Speaking to Mashable, several industry experts predicted that biometric technology like the fingerprint scanner is poised to become the norm in the smartphone world:
“There’s no question — since we’re working with biometric providers — the other major mobile manufacturers already have products in the queue coming out,” says Benjamin Chen, CEO of Arkami, which builds myIDkey, a USB thumb drive secured with biometrics. “Their number one competitor will have the model soon.”
Chen wouldn’t say who that was, but Apple’s chief competitor in the smartphone space is generally regarded as Samsung.
Mike Flannery, director of access control product management for Tyco Integrated Security, agrees.
“It’s a pretty bold move. If Apple thinks enough of this technology to put it on their iPhone, it’s going to be ubiquitous within a year. That’ll drive down the cost.”

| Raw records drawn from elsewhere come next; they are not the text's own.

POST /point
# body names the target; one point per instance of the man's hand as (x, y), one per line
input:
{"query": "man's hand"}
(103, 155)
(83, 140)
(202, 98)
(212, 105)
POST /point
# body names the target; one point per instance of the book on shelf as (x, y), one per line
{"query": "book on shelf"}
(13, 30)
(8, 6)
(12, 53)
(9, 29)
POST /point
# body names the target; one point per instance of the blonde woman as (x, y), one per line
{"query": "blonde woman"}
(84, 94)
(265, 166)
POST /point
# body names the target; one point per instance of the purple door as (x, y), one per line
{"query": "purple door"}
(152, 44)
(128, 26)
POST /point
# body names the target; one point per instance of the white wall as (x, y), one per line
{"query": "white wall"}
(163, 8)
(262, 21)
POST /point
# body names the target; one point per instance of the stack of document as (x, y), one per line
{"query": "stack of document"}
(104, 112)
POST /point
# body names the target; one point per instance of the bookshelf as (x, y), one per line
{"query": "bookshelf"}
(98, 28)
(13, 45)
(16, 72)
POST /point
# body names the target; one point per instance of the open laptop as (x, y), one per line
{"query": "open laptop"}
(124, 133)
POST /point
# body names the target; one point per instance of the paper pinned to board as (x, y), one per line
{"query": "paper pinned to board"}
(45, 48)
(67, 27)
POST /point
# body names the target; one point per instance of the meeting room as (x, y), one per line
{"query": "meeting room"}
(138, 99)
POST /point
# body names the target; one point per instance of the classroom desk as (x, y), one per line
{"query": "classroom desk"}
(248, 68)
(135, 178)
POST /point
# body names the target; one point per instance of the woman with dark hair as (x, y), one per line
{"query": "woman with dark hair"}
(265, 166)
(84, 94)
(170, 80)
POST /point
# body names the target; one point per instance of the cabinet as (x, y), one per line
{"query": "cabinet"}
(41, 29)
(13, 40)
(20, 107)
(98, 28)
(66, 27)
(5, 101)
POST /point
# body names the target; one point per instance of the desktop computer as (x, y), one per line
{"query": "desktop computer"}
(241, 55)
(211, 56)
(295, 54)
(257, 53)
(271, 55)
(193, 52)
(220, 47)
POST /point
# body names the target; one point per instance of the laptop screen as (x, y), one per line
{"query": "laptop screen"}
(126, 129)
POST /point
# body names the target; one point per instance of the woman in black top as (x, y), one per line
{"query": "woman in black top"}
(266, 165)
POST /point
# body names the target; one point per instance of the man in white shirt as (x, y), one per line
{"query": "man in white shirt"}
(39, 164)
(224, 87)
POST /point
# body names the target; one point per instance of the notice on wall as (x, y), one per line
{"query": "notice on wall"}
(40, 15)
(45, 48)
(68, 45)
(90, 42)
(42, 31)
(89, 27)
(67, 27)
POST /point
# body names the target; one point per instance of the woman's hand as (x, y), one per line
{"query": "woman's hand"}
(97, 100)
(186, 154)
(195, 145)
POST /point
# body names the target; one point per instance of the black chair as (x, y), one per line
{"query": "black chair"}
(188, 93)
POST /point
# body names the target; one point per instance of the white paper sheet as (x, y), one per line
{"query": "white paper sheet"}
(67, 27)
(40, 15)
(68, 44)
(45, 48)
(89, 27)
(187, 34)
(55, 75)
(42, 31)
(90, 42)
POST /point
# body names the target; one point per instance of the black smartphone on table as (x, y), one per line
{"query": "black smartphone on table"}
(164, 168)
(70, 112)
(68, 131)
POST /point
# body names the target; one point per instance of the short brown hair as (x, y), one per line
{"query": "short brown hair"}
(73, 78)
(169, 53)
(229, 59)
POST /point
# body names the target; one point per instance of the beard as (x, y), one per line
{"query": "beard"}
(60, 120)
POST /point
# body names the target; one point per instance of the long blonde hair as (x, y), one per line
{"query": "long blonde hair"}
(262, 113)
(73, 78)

But is using your fingerprint safer than using a traditional password? Can fingerprints be easily cracked like passwords can, or would a would-be hacker’s only recourse be to steal your actual finger like a villain in a spy movie? These are the things that keep us up at night.

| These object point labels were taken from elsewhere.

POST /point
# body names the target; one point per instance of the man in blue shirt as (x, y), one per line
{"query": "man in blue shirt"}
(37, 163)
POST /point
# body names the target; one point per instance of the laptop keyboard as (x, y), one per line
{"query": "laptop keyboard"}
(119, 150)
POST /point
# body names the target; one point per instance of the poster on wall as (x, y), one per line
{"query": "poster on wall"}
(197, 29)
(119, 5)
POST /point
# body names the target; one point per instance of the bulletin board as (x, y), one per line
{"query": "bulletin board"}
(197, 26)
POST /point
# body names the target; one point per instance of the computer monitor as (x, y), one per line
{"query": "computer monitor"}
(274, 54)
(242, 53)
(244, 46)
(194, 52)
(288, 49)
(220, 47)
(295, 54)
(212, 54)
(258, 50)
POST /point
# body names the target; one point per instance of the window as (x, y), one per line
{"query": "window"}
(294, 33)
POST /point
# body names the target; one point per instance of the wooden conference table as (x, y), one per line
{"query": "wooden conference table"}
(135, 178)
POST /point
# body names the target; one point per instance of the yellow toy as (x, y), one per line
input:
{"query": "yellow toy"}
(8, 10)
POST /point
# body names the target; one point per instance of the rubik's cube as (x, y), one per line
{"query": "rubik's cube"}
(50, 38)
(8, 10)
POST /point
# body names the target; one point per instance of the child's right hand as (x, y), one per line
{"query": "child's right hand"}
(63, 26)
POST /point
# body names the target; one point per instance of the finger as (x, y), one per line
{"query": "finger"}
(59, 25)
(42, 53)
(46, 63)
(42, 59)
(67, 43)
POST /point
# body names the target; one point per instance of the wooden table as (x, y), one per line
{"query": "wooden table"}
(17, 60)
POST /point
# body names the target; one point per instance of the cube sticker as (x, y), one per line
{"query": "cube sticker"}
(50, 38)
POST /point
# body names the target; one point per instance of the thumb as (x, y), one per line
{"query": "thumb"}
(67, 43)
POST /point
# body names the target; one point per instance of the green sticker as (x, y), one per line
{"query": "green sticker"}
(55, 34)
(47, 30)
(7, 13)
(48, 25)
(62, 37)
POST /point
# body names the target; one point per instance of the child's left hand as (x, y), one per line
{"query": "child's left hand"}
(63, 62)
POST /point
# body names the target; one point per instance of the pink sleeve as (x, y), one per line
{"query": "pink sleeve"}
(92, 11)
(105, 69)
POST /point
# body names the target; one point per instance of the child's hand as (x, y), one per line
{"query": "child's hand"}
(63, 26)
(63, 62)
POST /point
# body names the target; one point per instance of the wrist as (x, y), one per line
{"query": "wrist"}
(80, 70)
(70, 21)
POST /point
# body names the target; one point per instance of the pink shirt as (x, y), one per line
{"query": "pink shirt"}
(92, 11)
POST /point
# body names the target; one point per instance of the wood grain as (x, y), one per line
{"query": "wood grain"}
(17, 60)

According to security expert Shuman Ghosemajumder, who recently spoke to Business Insider, the fingerprint scanner as Apple has designed it is relatively secure – as long as your fingerprints don’t end up in the cloud. In Ghosemajumder’s opinion, as long as the fingerprint scanner doesn’t share information about your fingerprint with any software and stores the information safely within the phone (fingerprints will be encrypted on the phone’s A7 chip), your prints will be safe.
Even then, though, the fact that the scanner will let you download songs and apps without a password could be a concern.
“Even temporary storage of a fingerprint in a cloud server could give hackers an ‘in,” Business Insider reports.
I’m genuinely not sure which is more worrisome, the idea that clumsy security might mean hackers are able to pluck my fingerprint out of the cloud and use it, or the aforementioned actual finger-stealing scenario. I think I’ll be steering clear of the iPhone 5S just to be safe.
But seriously, whether it’s secure or not, I’m not too stoked on the fingerprint scanner. It clearly wasn’t built to be a security feature, but a gimmicky convenience feature. But unless the technology’s come a long way, a fingerprint scanner might not even be that convenient, given that all the fingerprint scanners I’ve used in the past have been finicky and prone to locking me out of my device. Apple seems to think it’s solved this issue, but that remains to be seen.